At this point, government sources who spoke with the Yomiuri Shimbun have said that only Chief Cabinet Secretary Yoshihide Suga, Deputy Prime Minister and Finance Minister Taro Aso, and the minister in charge of economic revitalization, Akira Amari, will retain their positions, as each is in charge of ongoing tasks Abe has deemed vital to the administration. In contrast, Abe is expected to replace all three LDP Cabinet-level party officials; two of whom are women and the other is Ishiba. Replacing the two women could be problematic, as Abe has stated he wants to increase the percentage of women in leadership, both in his government and throughout Japanese society. Currently there are only 40 women among the LDP’s 410 parliamentarians, and there have been complaints from other Cabinet members that women with less experience may be assigned over men in the party who have waited at least five terms to join the government’s highest level of leadership.
Abe will also have to contend with New Komeito’s demands, as sources told the Jiji Press on Tuesday that the junior partner will ask him to retain Transportation Minister Akihiro Ota in his current position. There has been no indication that the prime minister will grant the request, however the Jiji Press speculates that Abe will do so here as New Komeito is guaranteed one post in the government, and Ota’s personal ties to Abe as well as his position as the No. 2 person in New Komeito make him a strong candidate to return.
Aside from the normal worries of maintaining policy course during a transition, Abe must also contend with different factions and power struggles within the LDP. The largest right now concerns Ishiba and whether he will remain the LDP’s secretary general, or fill the new Cabinet post for national security that Abe is likely to create. That post will oversee what is expected to be a difficult course for new legislation relating to collective self-defense that will be introduced both in the fall and spring Diet sessions. Government sources have said that Abe wants Ishiba to fill this position because he has in the past served in security related positions, including defense secretary, and so he expects Ishiba to be able to carry this legislation through what is likely to be a difficult debate with opposition parties.
Ishiba has served as secretary general for two years, which is long by LDP standards. He has said “There are people other than me who are suitable for the post of the security minister,” and there are indications he wants to stay as general secretary through the unified elections next spring so as to have a better chance at the LDP presidency later on.

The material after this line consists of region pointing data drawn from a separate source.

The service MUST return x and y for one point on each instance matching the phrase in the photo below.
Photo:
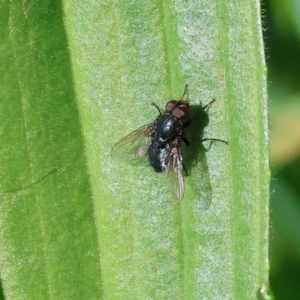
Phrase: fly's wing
(133, 145)
(174, 171)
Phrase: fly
(161, 141)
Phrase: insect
(161, 141)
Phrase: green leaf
(98, 228)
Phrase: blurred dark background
(282, 41)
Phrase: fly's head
(179, 109)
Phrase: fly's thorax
(168, 127)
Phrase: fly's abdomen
(154, 156)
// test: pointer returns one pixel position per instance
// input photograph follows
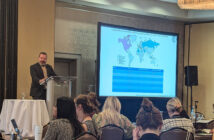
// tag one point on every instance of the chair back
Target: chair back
(176, 134)
(112, 132)
(85, 136)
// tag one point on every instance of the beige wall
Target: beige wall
(201, 54)
(36, 20)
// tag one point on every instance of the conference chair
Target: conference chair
(112, 132)
(176, 134)
(85, 136)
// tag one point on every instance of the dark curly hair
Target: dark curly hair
(83, 100)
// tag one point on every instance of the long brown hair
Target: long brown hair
(148, 116)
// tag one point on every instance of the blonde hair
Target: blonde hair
(111, 111)
(174, 105)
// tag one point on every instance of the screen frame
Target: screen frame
(133, 29)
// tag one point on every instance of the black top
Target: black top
(150, 136)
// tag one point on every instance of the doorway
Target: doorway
(69, 65)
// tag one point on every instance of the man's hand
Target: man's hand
(135, 134)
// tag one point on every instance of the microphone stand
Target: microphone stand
(196, 102)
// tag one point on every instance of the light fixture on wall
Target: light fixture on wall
(196, 4)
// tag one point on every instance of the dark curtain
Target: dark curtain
(8, 49)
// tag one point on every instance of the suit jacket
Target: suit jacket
(37, 74)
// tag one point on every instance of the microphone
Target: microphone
(16, 128)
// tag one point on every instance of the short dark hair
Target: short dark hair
(86, 104)
(148, 116)
(66, 109)
(44, 53)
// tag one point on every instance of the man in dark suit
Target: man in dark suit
(39, 73)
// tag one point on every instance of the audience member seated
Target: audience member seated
(84, 108)
(66, 126)
(148, 122)
(93, 99)
(111, 115)
(174, 109)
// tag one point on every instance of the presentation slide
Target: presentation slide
(136, 63)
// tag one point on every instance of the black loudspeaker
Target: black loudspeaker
(191, 75)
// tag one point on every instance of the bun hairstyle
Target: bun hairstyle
(148, 116)
(174, 105)
(93, 100)
(86, 104)
(66, 109)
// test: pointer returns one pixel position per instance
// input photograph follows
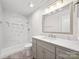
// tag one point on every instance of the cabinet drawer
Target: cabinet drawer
(33, 40)
(46, 45)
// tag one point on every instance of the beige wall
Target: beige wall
(37, 26)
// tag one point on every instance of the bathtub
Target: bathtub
(14, 49)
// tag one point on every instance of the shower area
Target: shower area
(15, 36)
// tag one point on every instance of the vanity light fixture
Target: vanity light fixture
(31, 5)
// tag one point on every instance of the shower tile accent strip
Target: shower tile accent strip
(19, 55)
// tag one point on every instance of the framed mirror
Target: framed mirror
(59, 21)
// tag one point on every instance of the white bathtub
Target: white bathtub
(14, 49)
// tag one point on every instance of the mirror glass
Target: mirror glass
(58, 21)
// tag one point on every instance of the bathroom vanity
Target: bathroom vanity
(55, 48)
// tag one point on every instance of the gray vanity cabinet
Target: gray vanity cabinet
(34, 48)
(40, 52)
(43, 50)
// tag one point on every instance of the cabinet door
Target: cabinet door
(48, 54)
(40, 52)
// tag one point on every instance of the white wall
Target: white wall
(15, 30)
(37, 23)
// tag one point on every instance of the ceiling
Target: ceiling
(23, 6)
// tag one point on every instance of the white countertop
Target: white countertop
(70, 44)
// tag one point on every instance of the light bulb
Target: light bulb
(31, 5)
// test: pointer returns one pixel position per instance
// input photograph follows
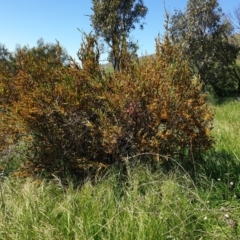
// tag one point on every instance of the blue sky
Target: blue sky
(23, 22)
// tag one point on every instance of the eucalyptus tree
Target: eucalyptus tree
(203, 33)
(113, 20)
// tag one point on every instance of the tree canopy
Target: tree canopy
(113, 20)
(203, 34)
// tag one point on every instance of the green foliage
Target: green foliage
(203, 34)
(81, 119)
(114, 20)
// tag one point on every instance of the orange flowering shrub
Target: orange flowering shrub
(80, 118)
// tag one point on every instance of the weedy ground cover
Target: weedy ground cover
(151, 204)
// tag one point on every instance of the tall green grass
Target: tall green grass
(151, 204)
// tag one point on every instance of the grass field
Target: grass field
(150, 205)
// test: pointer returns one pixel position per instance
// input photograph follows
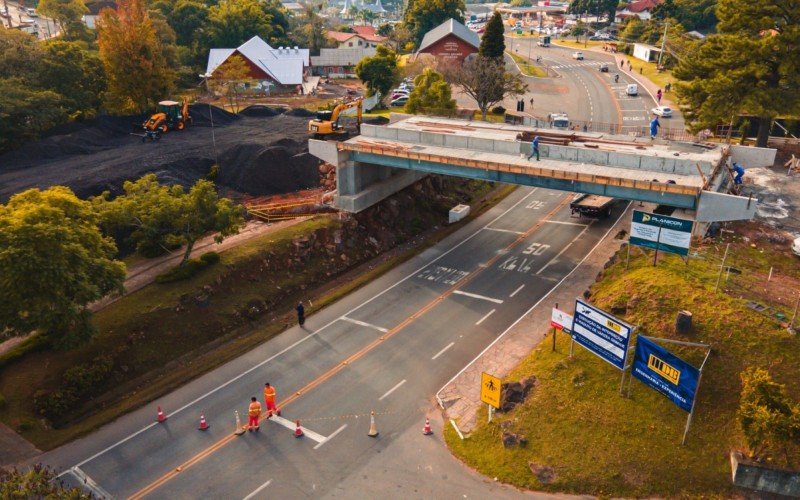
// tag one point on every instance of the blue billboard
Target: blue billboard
(668, 374)
(601, 333)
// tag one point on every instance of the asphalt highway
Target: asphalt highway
(385, 348)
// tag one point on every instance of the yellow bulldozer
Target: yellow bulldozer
(171, 115)
(326, 124)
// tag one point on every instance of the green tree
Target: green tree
(68, 13)
(431, 95)
(54, 262)
(160, 215)
(421, 16)
(769, 419)
(744, 69)
(493, 43)
(137, 70)
(37, 482)
(75, 73)
(229, 77)
(188, 19)
(233, 22)
(486, 81)
(378, 72)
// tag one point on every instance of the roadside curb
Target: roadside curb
(459, 398)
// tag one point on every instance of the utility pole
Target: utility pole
(663, 43)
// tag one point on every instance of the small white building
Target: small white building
(645, 52)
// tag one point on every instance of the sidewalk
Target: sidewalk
(461, 396)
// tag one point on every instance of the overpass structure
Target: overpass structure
(385, 159)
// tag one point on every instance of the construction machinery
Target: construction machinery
(327, 124)
(172, 115)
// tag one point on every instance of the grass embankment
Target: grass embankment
(526, 67)
(595, 441)
(160, 339)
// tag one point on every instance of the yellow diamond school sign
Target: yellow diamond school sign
(490, 390)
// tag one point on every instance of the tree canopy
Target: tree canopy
(431, 95)
(136, 67)
(486, 81)
(421, 16)
(163, 216)
(378, 72)
(493, 41)
(747, 68)
(53, 262)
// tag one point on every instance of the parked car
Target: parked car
(400, 101)
(664, 111)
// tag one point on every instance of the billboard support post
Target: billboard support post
(721, 267)
(691, 413)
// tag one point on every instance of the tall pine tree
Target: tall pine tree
(493, 44)
(137, 70)
(750, 67)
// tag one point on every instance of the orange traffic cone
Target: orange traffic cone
(203, 424)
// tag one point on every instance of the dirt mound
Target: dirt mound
(202, 115)
(267, 170)
(261, 111)
(303, 113)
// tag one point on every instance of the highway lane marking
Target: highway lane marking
(534, 306)
(362, 323)
(300, 341)
(292, 426)
(257, 490)
(90, 483)
(479, 297)
(486, 316)
(392, 389)
(585, 227)
(369, 347)
(337, 431)
(565, 223)
(503, 230)
(448, 346)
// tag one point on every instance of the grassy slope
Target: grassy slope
(601, 443)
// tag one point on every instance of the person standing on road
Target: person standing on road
(253, 413)
(534, 148)
(269, 400)
(654, 126)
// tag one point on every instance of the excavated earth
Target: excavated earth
(261, 151)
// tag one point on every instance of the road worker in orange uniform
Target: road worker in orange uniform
(269, 400)
(254, 412)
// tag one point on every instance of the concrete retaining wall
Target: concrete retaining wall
(748, 474)
(750, 157)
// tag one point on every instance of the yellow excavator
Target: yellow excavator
(172, 115)
(326, 124)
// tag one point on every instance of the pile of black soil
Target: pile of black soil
(260, 111)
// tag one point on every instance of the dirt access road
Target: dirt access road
(261, 151)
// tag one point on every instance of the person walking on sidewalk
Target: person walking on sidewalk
(534, 148)
(269, 400)
(253, 413)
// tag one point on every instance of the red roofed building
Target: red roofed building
(639, 8)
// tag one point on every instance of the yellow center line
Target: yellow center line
(336, 369)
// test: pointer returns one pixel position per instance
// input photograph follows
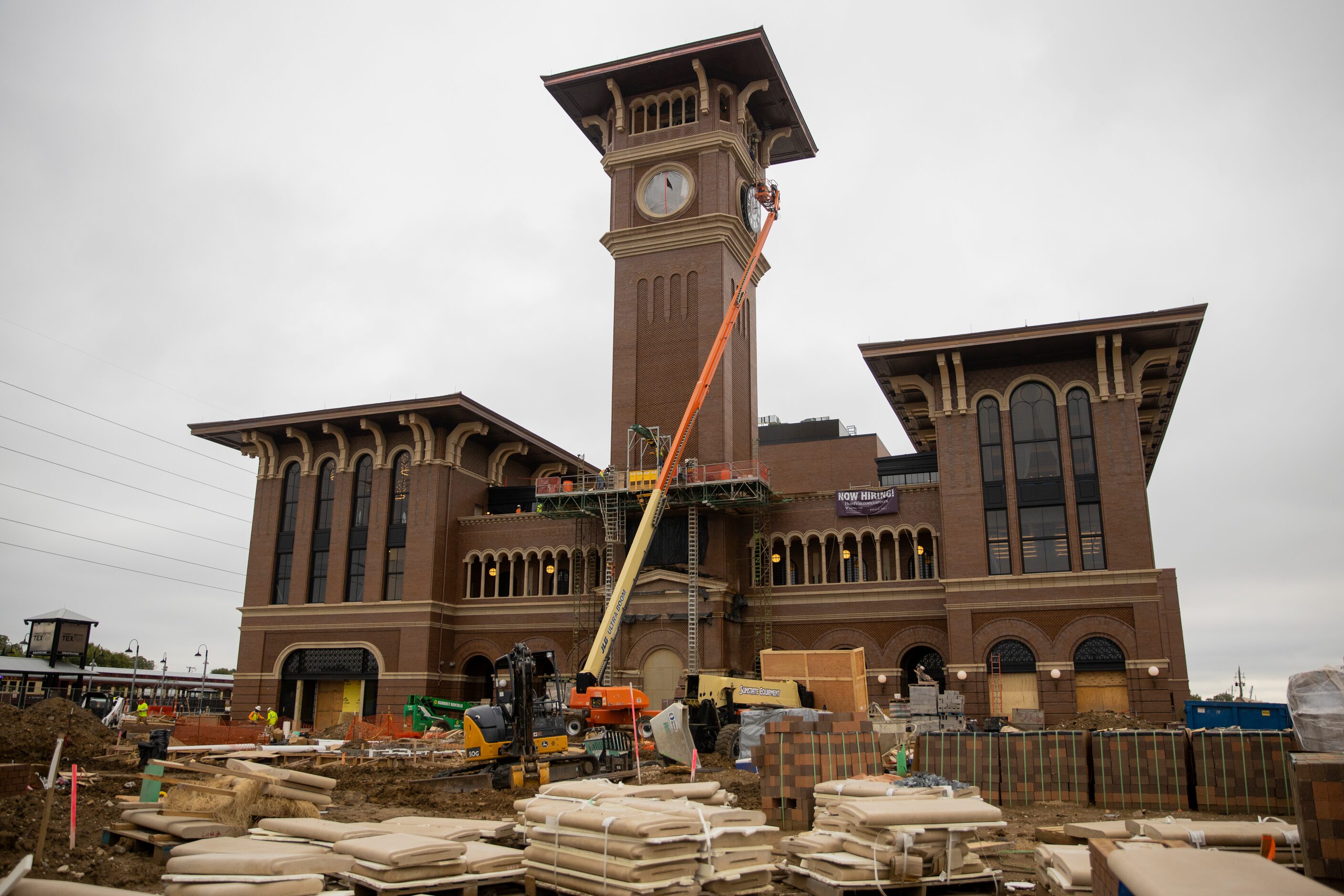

However, aides for Ishiba question Abe’s motives, “If [Ishiba] joins the Cabinet, he will be unable to act freely. The appointment as security minister is the prime minister’s plot to contain Mr. Ishiba’s actions, so that he will not be able to run in next year’s LDP presidential election.” Abe is the current party president, but must step down next September. The same government sources say Abe is highly unlikely to offer Ishiba any other position in the government, so declining the security affairs post could leave him out of the leadership altogether.
Abe appears to be making a shrewd move. Ishiba certainly has the experience for the new security post, which Abe will need even though his ruling coalition has a majority in both houses of the Diet because the public backlash is likely to be severe. Instead of building support over the next year to take over the LDP’s presidency, Ishiba could end up taking the brunt, or at least some of the public’s dissatisfaction with the new collective self-defense interpretation. Even if Ishida doesn’t absorb some of the public backlash, Abe will have kept a formidable politician from replacing him as president, and possibly challenging his overall leadership later on.